| # Safe filesystem access |
| |
| ## Background |
| |
| Native Client is a useful library for restricted code execution that is useful |
| beyond the browser. There’s all sorts of cases where one might want to run |
| untrusted code in a system disconnected from Chromium or PPAPI. |
| |
| In these cases, it is additionally useful to allow restricted filesystem |
| access, but to still run untrusted code. |
| |
| ## Constraints |
| |
| These constraints are NOT GUARANTEED TO BE ENFORCED BY SEL_LDR, and must |
| be guaranteed by the caller: |
| * The mounted directory is assumed to not include any symlinks. |
| |
| These constraints will be enforced by sel_ldr: |
| * Access to filesystem within sel_ldr will behave as if as if the mounted |
| directory is root. |
| |
| ## Requirements |
| |
| * Very low overhead File I/O. |
| * Give users the ability to have selective read-only or read/write access. |
| * Give users control over the entire filesystem layout presented to the |
| untrusted application. |
| |
| ## Feature user experience |
| |
| This feature adds one additional commandline argument `-m` to `sel_ldr`. `-m` |
| takes a path to the directory to be used as the root by the untrusted |
| application. |
| |
| All of the given requirements can be satisfied by this `chroot`-style |
| interface: |
| |
| * The only overhead for file I/O is in adding (and sanitizing) a path prefix |
| to absolute paths passed through to the host. |
| * Read-only or read/write access can be controlled using normal filesystem |
| permissions for the user running the `sel_ldr` process. |
| * Using host-side filesystem primitives such as Linux bind mounts, users can |
| map disparate paths from the host into the untrusted process's root. |
| |
| ## Implementation |
| |
| For the most part, this feature is simple and relatively straightforward to |
| add.

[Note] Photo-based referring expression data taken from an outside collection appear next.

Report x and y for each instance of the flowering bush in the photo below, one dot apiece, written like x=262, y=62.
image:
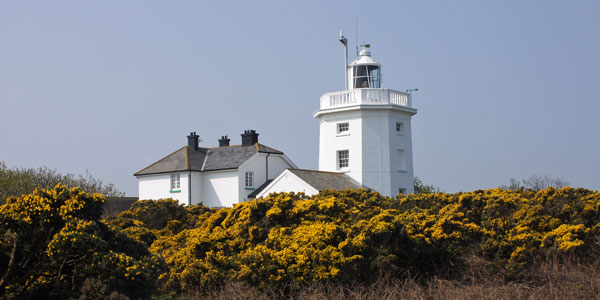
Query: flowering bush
x=357, y=235
x=53, y=241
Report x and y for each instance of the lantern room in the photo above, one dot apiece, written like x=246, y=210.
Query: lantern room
x=364, y=72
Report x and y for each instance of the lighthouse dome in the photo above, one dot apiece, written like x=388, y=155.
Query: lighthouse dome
x=364, y=72
x=364, y=58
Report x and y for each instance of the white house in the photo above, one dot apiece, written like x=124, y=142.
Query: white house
x=365, y=135
x=217, y=177
x=365, y=141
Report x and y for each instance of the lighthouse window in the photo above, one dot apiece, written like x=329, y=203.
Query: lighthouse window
x=249, y=179
x=343, y=159
x=367, y=76
x=343, y=127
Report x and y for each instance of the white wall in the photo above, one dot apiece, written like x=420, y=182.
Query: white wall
x=373, y=146
x=330, y=142
x=154, y=187
x=220, y=188
x=258, y=165
x=287, y=182
x=197, y=187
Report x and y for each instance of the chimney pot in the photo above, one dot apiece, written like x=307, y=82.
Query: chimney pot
x=249, y=138
x=224, y=141
x=193, y=140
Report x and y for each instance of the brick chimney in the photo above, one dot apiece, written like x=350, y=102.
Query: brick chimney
x=249, y=137
x=193, y=140
x=224, y=141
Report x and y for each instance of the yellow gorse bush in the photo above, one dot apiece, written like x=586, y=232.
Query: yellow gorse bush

When `-m` is given (even if `-a` is not), file operations will be enabled |
| and the provided chroot path will be added as a path prefix to all absolute |
| paths passed through to the host. Paths will be sanitized to make sure no |
| escapes are made with `..` path elements. |
| |
| Given that strategy, the following syscall changes were straightforward: |
| |
| * `open` |
| * `stat` |
| * `mkdir` |
| * `rmdir` |
| * `unlink` |
| * `truncate` |
| * `link` |
| * `rename` |
| * `chmod` |
| * `access` |
| * `utimes` |
| |
| ### Path sanitization |
| |
| Path sanitization does the following: |
| * It checks that the cwd is within the mounted directory (set at |
| initialization). |
| * If the user's path is relative, it prefixes the cwd (within the mounted |
| directory) to the relative path, making the path absolute. |
| * It canonicalizes the absolute path ("..", ".", and "//" parts are handled and |
| removed). |
| * It prefixes the canonicalized path with the path to the mounted directory. |
| |
| As a consequence of relying on the cwd, if the cwd changes during a filename |
| call on a relative path, the filename access can fail because the getcwd()-based |
| path could become invalid. |
| |
| ### Symlinks |
| |
| Ideally, symlinks should behave as if we had just chrooted into the path given |
| to `-m` (which means they would resolve relative to the untrusted root). |
| |
| However, it's not straightforward to have `sel_ldr` call `chroot` itself to |
| make the kernel do appropriate symlink resolution in a cross-platform way. So |
| our other option to support symlinks is to do an Lstat on every path load and |
| try to resolve symlinks ourselves. This would be a pretty big performance hit |
| and a significant amount of complication needing auditing. We wouldn't be able |
| to just pass through sanitized paths to the host's open call without making |
| sure the untrusted app hadn't created a symlink pointing elsewhere to jump out |
| of jail. |
| |
| So instead, for v1 we're just not supporting symlinks. |
| |
| The following syscalls relate to symlinks. |
| |
| * `lstat` - identical to stat, since there should be no symlinks inside mounted |
| directory. |
| * `symlink` - always fails. |
| * `readlink` - always fails. |
| |
| ### Current working directory |
| |
| Being able to read the current working directory (aside from `readlink`, |
| previously discussed) is the only syscall that has a path going from the host |
| back to the untrusted application. All other syscalls are one way - paths go |
| from the untrusted application out to the host. |
| |
| This affects the following two syscalls: |
| |
| * `chdir` - always adds the path prefix. |
| * `getcwd` - checks if the path is sanitized and starts with the path |
| prefix. If it doesn't start with the path prefix this syscall fails. |
| |
| ### File descriptor syscalls |
| |
| These syscalls require no changes and are safe to just enable like they would |
| be with `-a` when `-m` is passed: |
| |
| * `getdents` - `..` might reference an inode outside of the untrusted |
| root, but that's okay because the untrusted application can't do anything |
| with it. |
| * `fstat` - no different than `stat`, which is already allowed. |
| |
| For both of these calls, we might need to make sure there's no file descriptors |
| in the untrusted application that reference files outside of the untrusted |
| root, but even if we don't there's very little the untrusted application could |
| do with the data these calls return. |